Luego viene un desborde de personajes, cada uno de ellos cargado de historias laterales descritas con gubia fina, veloz y efectiva. Xilografías. Kooning, el albacea familiar de los Van Echenvaj. Clarence, el viejo imperio británico, aburrida de viajar, colonialista, sin embargo una gran cuentista. Que se permite el lujo de traer consigo su propia sirvienta africana, que a su vez se entiende muy bien con Millie. Llegan Frederik Alberr von Tralk y Gultru, con Herre Paulus, el Jango sin candenas, de Tarantino, para los cinelófilos. La novela sucede mientras se escribe, no hay necesidad de retrospectiva, Recurso estilístico de hechos consumados. Tarde, pero efectivamente el traductor nos revela claves que explican sucesos anteriores. Técnica que Martínez domina a la perfección.
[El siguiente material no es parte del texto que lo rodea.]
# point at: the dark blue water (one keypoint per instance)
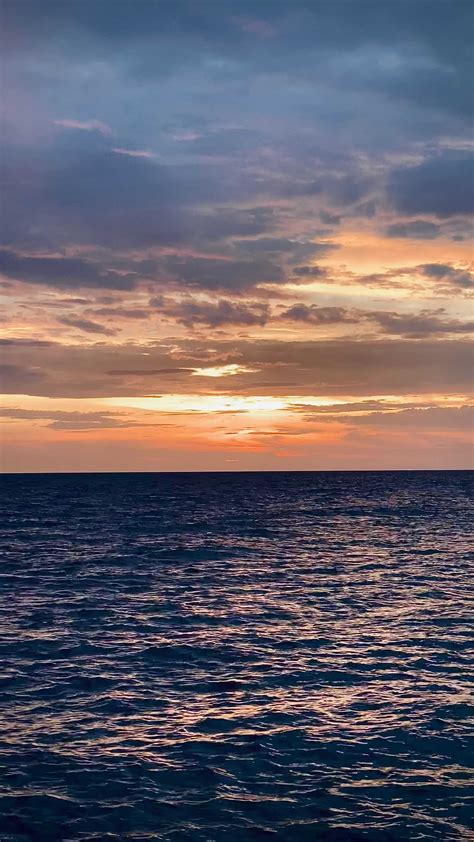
(236, 657)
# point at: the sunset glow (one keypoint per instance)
(206, 251)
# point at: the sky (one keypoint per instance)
(237, 235)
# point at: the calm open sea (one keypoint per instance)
(236, 657)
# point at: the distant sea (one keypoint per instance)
(238, 657)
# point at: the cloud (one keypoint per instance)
(414, 326)
(442, 185)
(62, 272)
(73, 421)
(417, 229)
(87, 326)
(309, 272)
(84, 125)
(133, 153)
(449, 275)
(312, 314)
(148, 372)
(218, 314)
(215, 273)
(345, 367)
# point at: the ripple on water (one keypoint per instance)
(251, 656)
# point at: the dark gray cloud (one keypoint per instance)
(62, 272)
(326, 367)
(442, 185)
(312, 314)
(219, 313)
(416, 229)
(449, 275)
(215, 273)
(87, 326)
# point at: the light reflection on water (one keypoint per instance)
(243, 656)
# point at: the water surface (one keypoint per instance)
(236, 657)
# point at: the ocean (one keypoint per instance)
(241, 657)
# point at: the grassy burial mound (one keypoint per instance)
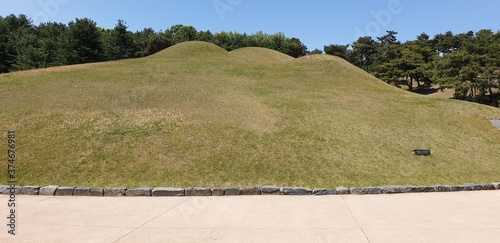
(196, 115)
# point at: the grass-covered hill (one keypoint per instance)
(196, 115)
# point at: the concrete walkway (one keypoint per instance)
(425, 217)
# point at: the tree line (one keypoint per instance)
(467, 62)
(24, 45)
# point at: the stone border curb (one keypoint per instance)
(56, 190)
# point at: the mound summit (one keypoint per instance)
(197, 115)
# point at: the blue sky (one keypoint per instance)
(316, 23)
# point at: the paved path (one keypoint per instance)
(426, 217)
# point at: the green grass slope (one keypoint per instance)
(196, 115)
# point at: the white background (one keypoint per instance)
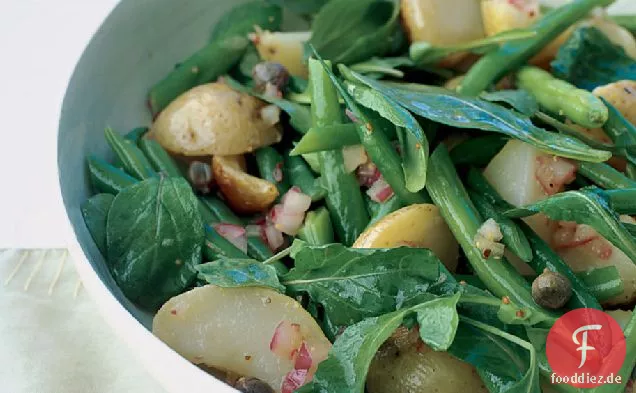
(40, 42)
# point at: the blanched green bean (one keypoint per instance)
(558, 96)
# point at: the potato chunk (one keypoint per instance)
(415, 226)
(244, 193)
(213, 119)
(243, 331)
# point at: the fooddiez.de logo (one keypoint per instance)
(585, 349)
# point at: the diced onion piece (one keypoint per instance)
(270, 115)
(553, 173)
(368, 174)
(274, 237)
(380, 191)
(234, 234)
(490, 230)
(354, 156)
(293, 380)
(286, 340)
(294, 201)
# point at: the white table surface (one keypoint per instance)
(57, 333)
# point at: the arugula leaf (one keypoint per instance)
(519, 100)
(95, 212)
(383, 66)
(589, 59)
(422, 52)
(590, 206)
(444, 106)
(346, 368)
(240, 20)
(351, 31)
(504, 362)
(353, 284)
(154, 239)
(299, 115)
(227, 272)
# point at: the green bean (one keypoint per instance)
(343, 195)
(478, 151)
(256, 247)
(317, 229)
(202, 67)
(270, 166)
(381, 210)
(379, 149)
(131, 157)
(626, 21)
(557, 96)
(603, 282)
(301, 176)
(464, 220)
(136, 134)
(605, 176)
(546, 258)
(159, 158)
(330, 137)
(623, 201)
(510, 56)
(513, 237)
(105, 178)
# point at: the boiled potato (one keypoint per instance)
(584, 258)
(415, 226)
(283, 48)
(244, 193)
(504, 15)
(241, 330)
(438, 22)
(622, 95)
(213, 119)
(403, 365)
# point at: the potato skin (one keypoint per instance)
(244, 193)
(418, 225)
(622, 95)
(213, 119)
(406, 365)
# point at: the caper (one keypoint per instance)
(551, 289)
(252, 385)
(200, 176)
(270, 75)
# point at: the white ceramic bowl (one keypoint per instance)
(135, 47)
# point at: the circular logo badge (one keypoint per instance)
(585, 349)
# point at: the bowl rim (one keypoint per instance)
(171, 370)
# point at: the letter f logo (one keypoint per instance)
(583, 345)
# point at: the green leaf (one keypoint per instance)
(95, 212)
(588, 206)
(422, 52)
(504, 362)
(438, 322)
(383, 66)
(240, 20)
(346, 368)
(154, 240)
(353, 284)
(446, 107)
(351, 31)
(589, 59)
(414, 160)
(519, 100)
(229, 273)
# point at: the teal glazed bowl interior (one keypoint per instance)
(135, 47)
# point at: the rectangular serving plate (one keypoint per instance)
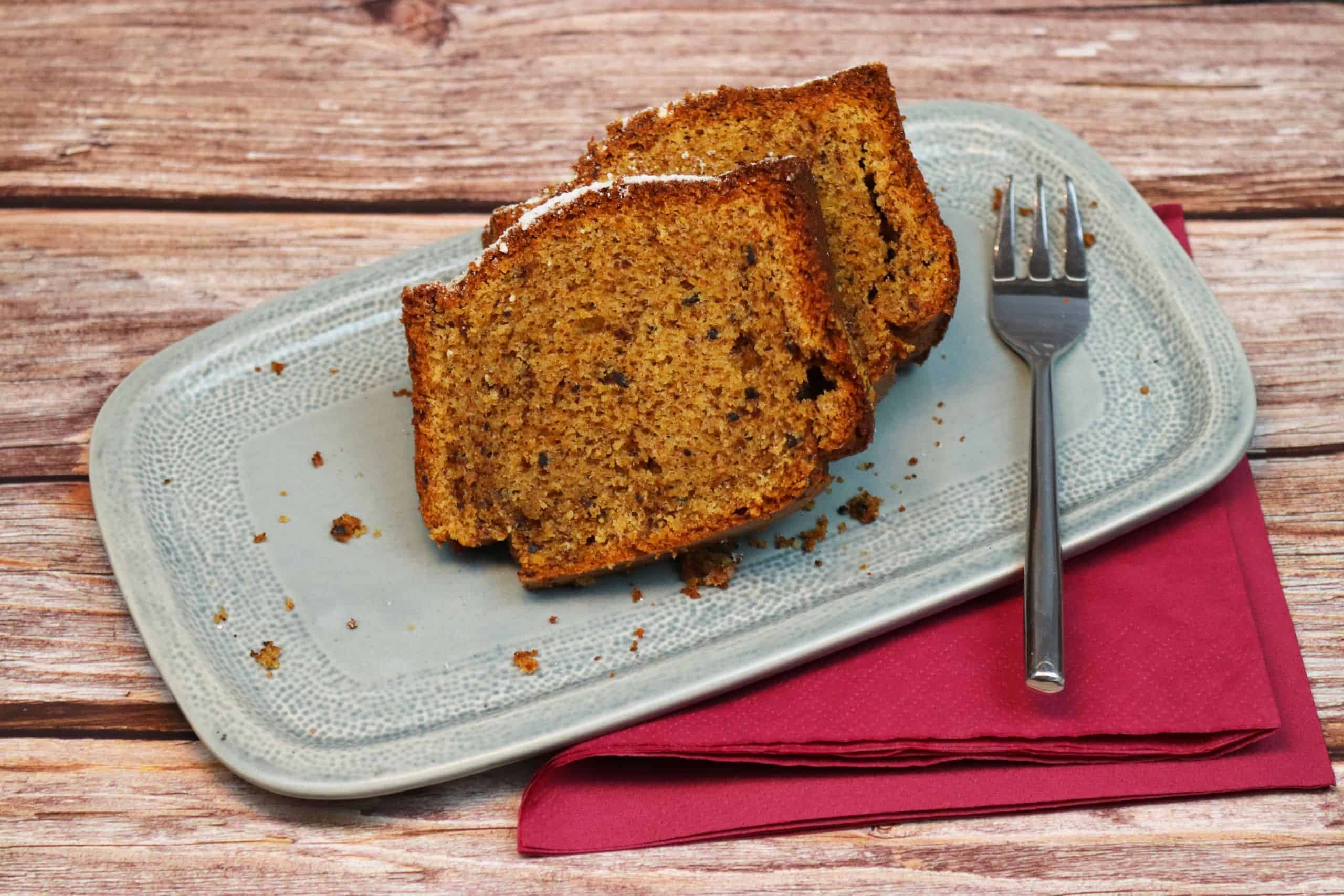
(424, 690)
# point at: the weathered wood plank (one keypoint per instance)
(90, 294)
(116, 816)
(389, 101)
(70, 647)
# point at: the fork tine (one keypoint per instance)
(1006, 258)
(1038, 268)
(1076, 257)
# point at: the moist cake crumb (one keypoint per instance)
(526, 660)
(596, 358)
(269, 655)
(814, 535)
(863, 507)
(347, 527)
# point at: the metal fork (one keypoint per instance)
(1041, 319)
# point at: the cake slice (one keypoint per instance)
(635, 368)
(896, 260)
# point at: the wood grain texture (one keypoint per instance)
(118, 817)
(85, 297)
(70, 644)
(1229, 108)
(90, 294)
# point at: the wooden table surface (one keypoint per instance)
(164, 164)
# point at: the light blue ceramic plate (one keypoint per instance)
(425, 688)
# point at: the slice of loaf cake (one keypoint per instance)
(896, 260)
(635, 368)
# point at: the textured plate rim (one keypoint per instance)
(139, 574)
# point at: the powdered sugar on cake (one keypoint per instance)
(566, 198)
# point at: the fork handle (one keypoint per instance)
(1043, 625)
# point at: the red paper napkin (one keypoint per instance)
(1184, 679)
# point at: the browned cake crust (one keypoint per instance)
(896, 260)
(634, 371)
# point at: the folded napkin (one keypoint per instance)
(1184, 679)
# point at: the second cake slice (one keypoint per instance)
(896, 261)
(635, 368)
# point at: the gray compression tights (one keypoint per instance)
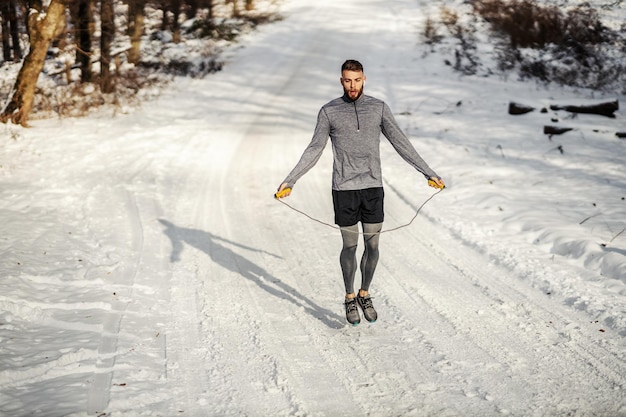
(347, 259)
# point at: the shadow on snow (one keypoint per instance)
(214, 247)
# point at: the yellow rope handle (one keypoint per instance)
(282, 193)
(278, 197)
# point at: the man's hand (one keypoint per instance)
(283, 191)
(436, 183)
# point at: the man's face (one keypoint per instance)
(352, 82)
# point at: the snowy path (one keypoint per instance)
(220, 301)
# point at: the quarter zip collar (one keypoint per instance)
(356, 113)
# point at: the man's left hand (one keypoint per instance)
(436, 183)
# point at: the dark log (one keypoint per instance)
(555, 130)
(516, 108)
(604, 109)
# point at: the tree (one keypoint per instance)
(82, 15)
(135, 29)
(108, 34)
(10, 31)
(43, 27)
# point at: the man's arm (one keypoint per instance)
(311, 154)
(403, 146)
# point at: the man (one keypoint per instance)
(354, 123)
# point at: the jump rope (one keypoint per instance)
(279, 195)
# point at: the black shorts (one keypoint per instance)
(353, 206)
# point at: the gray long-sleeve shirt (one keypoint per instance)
(354, 128)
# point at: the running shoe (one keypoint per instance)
(368, 308)
(352, 312)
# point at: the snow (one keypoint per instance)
(147, 270)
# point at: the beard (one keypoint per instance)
(347, 93)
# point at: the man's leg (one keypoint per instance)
(371, 237)
(347, 259)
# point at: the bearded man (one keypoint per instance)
(354, 123)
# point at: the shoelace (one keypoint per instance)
(366, 302)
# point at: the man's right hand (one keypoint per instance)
(283, 191)
(436, 182)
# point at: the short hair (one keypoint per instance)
(351, 65)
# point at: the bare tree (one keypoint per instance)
(15, 31)
(82, 15)
(135, 29)
(4, 26)
(43, 27)
(107, 16)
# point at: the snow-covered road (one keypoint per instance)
(149, 272)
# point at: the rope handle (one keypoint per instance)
(279, 195)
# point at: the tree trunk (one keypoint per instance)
(42, 32)
(175, 5)
(84, 22)
(4, 27)
(108, 33)
(135, 29)
(603, 109)
(15, 31)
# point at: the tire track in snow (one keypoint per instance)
(513, 324)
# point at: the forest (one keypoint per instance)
(101, 37)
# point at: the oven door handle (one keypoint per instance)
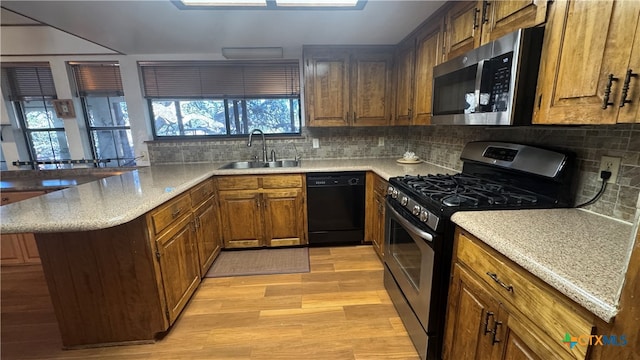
(409, 226)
Una novela de omnipresentes ausencias. Por ejemplo, el traductor consecuente hasta las últimas se niega a traducir las palabras gruesas insinuándonos que el manuscrito en la medida que avanza deriva más en la novela erótica, que el lector obviamente asocia con la tradición del Marqués de Sade y la literatura picaresca. Reinventada sin mayor éxito como género en Elogio de la madrastra, de Llosa. Aquí el medio pelo, el traductor, censura su propia traducción, dejando a la total fantasía del lector el grueso del manuscrito referido a las peripecias eróticas de sus protagonistas. El juego sadomasoquista colonial, el sexo esclavo. Y como consecuencia, también el debate sobre la fidelidad o no en la traducción.
Como pequeños aperitivos extras deben nombrarse a Gildego, la niñera dejada en Europa, y el conflicto Anglo–alemán. Develo que Giovanni también quiere escribir. Que las flores del jardín han sido cultivadas por una dama inglesa. Que Giovanni está conciente del tiempo y que quizás él es el único redimido de todos. Recuerda al Ángel de Passolini que redime, orgasmo mediante, a todos los miembros de una familia burguesa decadente en Italia. El rol inútil e indefinido del media sangre. Que deviene en un muñeco de entretención pero libertario, es decir, la Señorita Julia, de Strinberg.
¿Es posible la síntesis? ¿Sin recaer en el posmodernismo o derivar en la amplia corriente tanto del new age cono de la literatura de fantasía? La superposición de planos espaciales y temporales, la fachada. Absolutamente y prueba de ello es esta novela.